The GOP has revived its perennial crusade against voter fraud, this time enlisting the tea party to root out (real or imagined) Election Day shenanigans, as I explain today. Democrats fear that the effort could end up suppressing votes or discriminating against voters likely to support them. But it looks like the conservative anti-fraud campaign has already had an impact on the elections by going after voter registration organizations—mostly notably ACORN, which dissolved last year amid allegations from the right that it promulgated massive voter fraud. Partly as a result, the Washington Independent notes, the number of new voter registrations has already dropped in a few states, especially in areas more likely to support Democrats:
Dramatically fewer groups are engaged in registering voters during the current election cycle than in previous midterm elections, and fewer voters, especially in poorer areas that are traditionally underrepresented…are registering to vote as a result.
Registration patterns vary significantly from state to state, but 26.7 percent fewer new voters have registered in Florida this year than in 2006, along with 21.4 percent fewer in Maryland and 16.9 percent fewer in Tennessee, according to the Brennan Center for Justice, a public policy and law institute at New York University. And while there’s no single cause for the decline, experts point out that many independent organizations are withering under a combination of public attacks by conservative activists alleging voter fraud and new state laws making it difficult for such groups to operate…

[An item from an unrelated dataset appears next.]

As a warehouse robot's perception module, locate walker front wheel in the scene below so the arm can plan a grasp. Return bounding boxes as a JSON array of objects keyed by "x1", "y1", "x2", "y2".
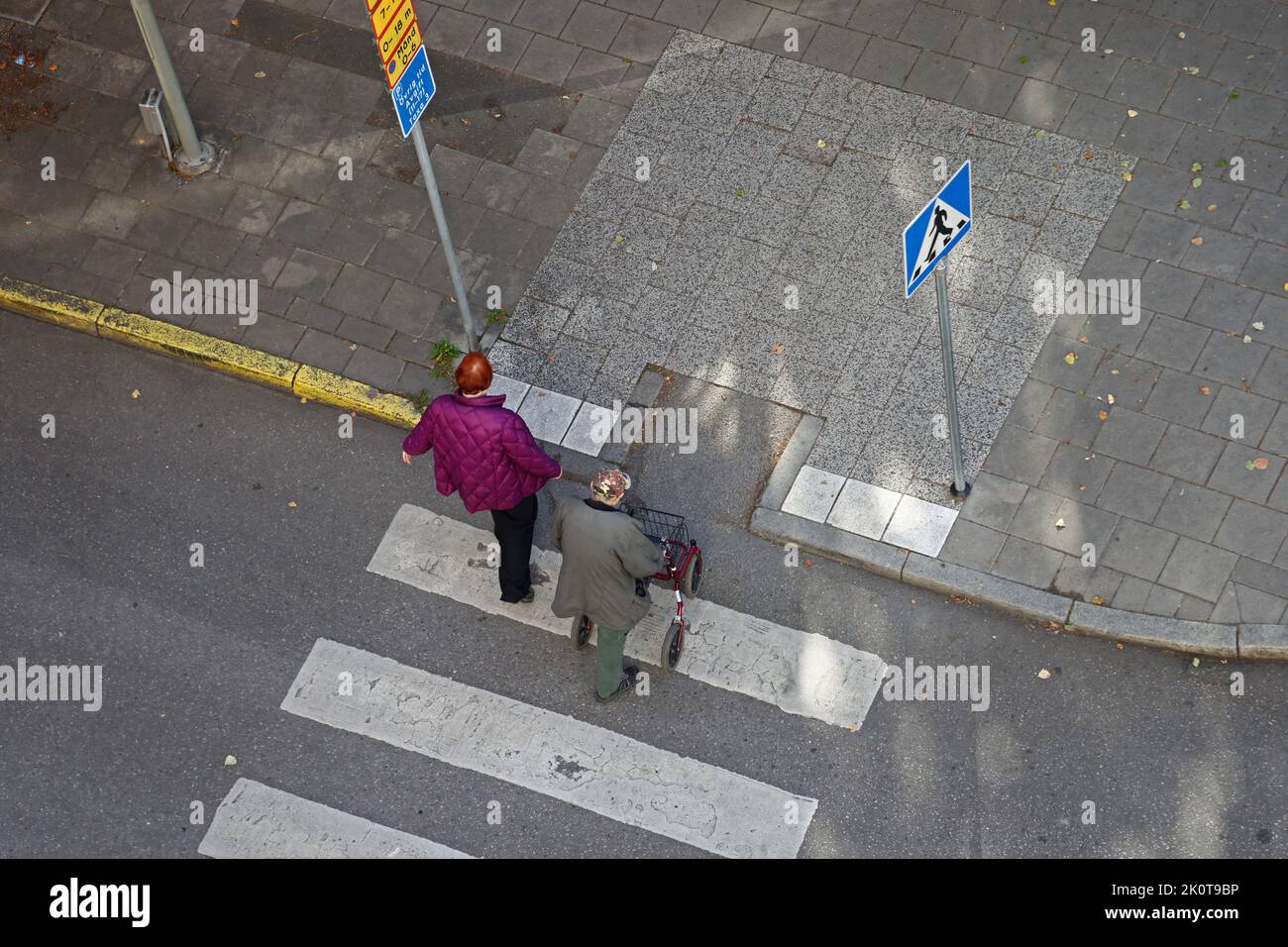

The most obvious cause for the decline in voter registration is the shuttering of the Association of Community Organizations for Reform Now, or ACORN… At its height, ACORN had a budget of close to $35 million and was credited with registering approximately half a million voters in 2008 alone.
A few new organizations have tried to step up registrations in urban areas like Houston since ACORN’s demise, but conservatives activists are working to quash them as well, making the same allegations of voter fraud. And Democrats could suffer as a result, as these new registration drives typically net young and minority voters—groups that the party is already struggling to bring back to the polls.